Connected Papers is a simple and free app that makes research easier.

The platform enables students to upload a relevant paper for analysis. Connected Papers will then pull together a visual of what other research this paper interacts with.

Ultimately it’s the digital equivalent of looking through the bibliography of something you’ve read. However, Connected Papers also outlines the timeliness of the research, the level of relevancy, and how many times it has been cited within an argument.

3. Scholarcy

The difficulty of reading – especially at university level – is massively underestimated. Professors often give students more reading than is possible to do. They allocate students this amount because they don’t expect them to read articles cover-to-cover. Reading is an art, that requires skimming, prioritising, and efficient notetaking, which can be hard when students can’t ascertain what’s important.

Meet my new best friend, Scholarcy.

It’s an AI platform that scans your academic articles, creates a summary of the main points, and highlights arguments throughout the piece.

The time this platform saves in figuring out what to highlight is hugely beneficial. It gives students a real opportunity to formulate their own opinions and argue their points – what university-level education is actually about.

Scholarcy shows huge potential for content digestion tools. Currently, it can only be used on recent academic PDFs, so going forward it will be exciting if this kind of technology can be applied to older material and alternative formats.

Scholarly allows students to have a free trial, but it works on a subscription model of £7 per month.

4. Grammarly

I’ll be honest, being a copywriter, I was dubious of Grammarly. Could a tool such as this really pick up errors effectively?

I started off with the basic free version, which covered punctuation, grammar, and basic tweaks to sentences… and it delivered. Grammarly left no stone unturned.

I was so impressed, in fact, I decided to take the financial plunge, and buy the monthly subscription which is a steep £21 a month. Not to put myself out of a job – but it was worth it.

Students are able to select what target audience they’re appealing to, what tone they’re trying to achieve, and what they’re trying to accomplish from the piece. So far, it has elevated my writing to the next level. It’s picked up on passive sentences, suggested synonyms for repetitive words, and suggested alternative ways to write the sentence and adjust tone.

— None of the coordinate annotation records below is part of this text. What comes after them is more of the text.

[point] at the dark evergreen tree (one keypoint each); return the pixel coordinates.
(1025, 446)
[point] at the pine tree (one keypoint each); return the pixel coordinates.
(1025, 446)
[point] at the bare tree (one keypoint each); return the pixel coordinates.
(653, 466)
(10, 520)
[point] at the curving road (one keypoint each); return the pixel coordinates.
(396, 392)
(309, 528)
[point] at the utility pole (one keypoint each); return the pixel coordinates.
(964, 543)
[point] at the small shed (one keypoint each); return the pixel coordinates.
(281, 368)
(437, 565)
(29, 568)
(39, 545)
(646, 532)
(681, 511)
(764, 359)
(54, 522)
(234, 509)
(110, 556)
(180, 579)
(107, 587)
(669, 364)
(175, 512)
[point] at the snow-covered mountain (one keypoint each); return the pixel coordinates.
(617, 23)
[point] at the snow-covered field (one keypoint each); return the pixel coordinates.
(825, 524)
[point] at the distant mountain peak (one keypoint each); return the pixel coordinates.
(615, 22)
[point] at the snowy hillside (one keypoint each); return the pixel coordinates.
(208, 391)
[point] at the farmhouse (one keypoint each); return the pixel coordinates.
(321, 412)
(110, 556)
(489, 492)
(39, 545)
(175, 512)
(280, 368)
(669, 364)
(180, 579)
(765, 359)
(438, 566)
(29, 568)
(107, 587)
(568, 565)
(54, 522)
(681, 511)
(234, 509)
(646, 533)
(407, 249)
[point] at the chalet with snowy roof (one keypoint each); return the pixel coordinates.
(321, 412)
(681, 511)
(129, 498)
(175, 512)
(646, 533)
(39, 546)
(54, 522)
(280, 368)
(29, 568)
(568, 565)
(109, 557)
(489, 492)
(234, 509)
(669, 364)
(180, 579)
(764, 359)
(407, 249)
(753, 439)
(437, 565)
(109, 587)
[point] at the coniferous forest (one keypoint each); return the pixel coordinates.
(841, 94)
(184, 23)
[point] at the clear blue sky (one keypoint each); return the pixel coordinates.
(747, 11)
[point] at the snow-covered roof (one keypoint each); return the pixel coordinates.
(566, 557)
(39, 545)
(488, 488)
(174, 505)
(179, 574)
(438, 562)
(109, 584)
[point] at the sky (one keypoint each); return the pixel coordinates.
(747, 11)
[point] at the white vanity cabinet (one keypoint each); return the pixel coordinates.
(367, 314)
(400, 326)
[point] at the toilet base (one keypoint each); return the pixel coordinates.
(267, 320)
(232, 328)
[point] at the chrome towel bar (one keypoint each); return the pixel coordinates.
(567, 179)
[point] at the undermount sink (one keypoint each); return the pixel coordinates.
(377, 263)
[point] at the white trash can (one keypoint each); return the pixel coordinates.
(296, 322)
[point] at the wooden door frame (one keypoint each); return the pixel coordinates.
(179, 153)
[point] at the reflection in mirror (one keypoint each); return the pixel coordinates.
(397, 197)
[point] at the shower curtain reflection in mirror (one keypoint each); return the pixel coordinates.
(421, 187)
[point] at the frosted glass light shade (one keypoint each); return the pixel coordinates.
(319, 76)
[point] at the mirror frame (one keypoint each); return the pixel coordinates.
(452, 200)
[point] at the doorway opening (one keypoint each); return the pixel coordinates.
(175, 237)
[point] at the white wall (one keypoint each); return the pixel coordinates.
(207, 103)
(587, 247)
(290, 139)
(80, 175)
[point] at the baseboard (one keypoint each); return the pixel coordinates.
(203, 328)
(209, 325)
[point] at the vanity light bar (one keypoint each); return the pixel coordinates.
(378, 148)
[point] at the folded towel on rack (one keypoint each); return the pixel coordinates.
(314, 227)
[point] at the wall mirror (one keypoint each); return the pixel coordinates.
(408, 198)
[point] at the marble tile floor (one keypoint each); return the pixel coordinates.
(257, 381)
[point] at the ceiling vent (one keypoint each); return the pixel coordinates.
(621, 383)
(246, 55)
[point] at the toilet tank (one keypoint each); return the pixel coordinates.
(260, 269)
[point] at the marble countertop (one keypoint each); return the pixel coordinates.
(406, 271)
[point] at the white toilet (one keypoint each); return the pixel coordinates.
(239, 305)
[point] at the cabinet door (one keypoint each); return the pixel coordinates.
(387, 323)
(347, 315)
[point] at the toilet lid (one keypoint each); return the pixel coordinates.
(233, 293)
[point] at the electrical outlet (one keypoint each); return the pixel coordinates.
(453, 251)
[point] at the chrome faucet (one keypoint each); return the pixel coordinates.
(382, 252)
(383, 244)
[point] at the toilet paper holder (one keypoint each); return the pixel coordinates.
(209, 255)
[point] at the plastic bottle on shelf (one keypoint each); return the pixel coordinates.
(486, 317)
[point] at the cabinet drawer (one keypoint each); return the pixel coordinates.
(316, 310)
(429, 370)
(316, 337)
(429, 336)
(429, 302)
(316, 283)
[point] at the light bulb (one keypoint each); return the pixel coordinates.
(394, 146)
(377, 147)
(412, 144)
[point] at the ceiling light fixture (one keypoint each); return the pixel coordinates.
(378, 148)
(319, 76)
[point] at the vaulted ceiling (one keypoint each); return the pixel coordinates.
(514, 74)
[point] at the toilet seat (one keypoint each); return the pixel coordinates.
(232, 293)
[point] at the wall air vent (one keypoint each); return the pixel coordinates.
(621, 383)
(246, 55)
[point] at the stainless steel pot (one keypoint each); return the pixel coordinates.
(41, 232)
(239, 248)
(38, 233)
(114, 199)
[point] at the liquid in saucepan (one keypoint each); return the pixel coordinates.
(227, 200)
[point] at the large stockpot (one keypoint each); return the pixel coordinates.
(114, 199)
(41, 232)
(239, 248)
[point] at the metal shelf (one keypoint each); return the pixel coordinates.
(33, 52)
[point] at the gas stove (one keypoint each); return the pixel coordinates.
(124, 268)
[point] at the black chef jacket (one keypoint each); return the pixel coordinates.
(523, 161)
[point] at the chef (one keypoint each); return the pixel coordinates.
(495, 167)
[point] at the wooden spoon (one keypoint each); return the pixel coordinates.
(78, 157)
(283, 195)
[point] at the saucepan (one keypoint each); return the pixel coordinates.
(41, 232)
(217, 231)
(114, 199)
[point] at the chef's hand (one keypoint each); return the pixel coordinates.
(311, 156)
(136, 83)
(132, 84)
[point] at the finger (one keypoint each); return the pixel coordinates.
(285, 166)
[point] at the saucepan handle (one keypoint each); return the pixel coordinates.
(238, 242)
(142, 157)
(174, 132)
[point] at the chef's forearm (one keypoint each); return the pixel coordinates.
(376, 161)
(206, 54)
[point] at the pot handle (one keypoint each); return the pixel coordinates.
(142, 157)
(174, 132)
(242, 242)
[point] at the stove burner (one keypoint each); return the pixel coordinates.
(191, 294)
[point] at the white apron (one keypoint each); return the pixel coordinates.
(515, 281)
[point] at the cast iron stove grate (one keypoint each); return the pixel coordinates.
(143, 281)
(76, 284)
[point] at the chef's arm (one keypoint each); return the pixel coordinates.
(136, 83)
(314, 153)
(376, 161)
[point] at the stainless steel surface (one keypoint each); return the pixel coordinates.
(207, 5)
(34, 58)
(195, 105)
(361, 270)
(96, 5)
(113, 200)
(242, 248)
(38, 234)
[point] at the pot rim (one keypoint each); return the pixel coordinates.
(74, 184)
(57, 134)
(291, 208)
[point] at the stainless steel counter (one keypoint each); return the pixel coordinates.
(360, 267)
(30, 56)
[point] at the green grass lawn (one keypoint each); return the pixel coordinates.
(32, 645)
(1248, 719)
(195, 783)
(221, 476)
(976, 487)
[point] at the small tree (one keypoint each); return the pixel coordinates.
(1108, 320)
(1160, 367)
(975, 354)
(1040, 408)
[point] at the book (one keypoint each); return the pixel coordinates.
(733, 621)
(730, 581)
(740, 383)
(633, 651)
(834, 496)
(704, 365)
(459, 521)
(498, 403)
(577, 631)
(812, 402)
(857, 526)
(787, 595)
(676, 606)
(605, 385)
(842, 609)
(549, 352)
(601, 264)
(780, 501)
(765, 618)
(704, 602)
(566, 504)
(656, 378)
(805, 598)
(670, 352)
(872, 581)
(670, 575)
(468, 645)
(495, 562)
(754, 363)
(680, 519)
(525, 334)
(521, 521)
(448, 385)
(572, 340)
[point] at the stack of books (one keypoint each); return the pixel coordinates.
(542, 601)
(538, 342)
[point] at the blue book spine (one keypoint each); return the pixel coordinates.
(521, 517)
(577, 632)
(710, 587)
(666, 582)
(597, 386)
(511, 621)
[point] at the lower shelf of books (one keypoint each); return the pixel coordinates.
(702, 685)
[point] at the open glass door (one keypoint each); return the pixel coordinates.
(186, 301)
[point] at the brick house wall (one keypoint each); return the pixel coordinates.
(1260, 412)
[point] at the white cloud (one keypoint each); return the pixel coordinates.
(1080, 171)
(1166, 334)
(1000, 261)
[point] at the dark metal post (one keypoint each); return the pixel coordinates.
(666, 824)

I think this tool will continue to be relevant to students. And it has a massive role to play in the current class gap in education.

Those with academic parents have had the luxury of having their essays proofed by those that know what the curriculum demands. Many students who are the first generation to go to university, such as myself, have not had this advantage. Grammarly is the substitute for this.

5. Dictation software

Now, dictation software is nothing new. Otter.AI and the speech-to-text function on word has been around for a while, but not in education.

No phone policies at schools have ruled out transcription within classrooms. But home learning and laptops have made a space for them. Many students are now using such services to ensure they don’t miss important information within their notes.

Of course, transcriptions are still a bit ropey. I still encounter sentences with rogue words or mistranslations. So the opportunity will now be for dictation software to make moves in improving the quality of their software, while keeping the cost to students accessible.

In my mind, education institutions are bottom of the class when it comes to technology. And this is often what we focus on when looking at the industry.

But in doing so, we’re neglecting the thriving underbelly of education that’s embracing AI-driven technologies. Students and start-ups have bypassed institutions’ budgetary concerns by using subscription model apps to meet demand.

These aren’t perfect, but they’re catering to the real needs of students. And they should be given the attention they deserve.

It shows an appetite for tech that many institutions are yet to acknowledge, which means it’s time for education to start revising.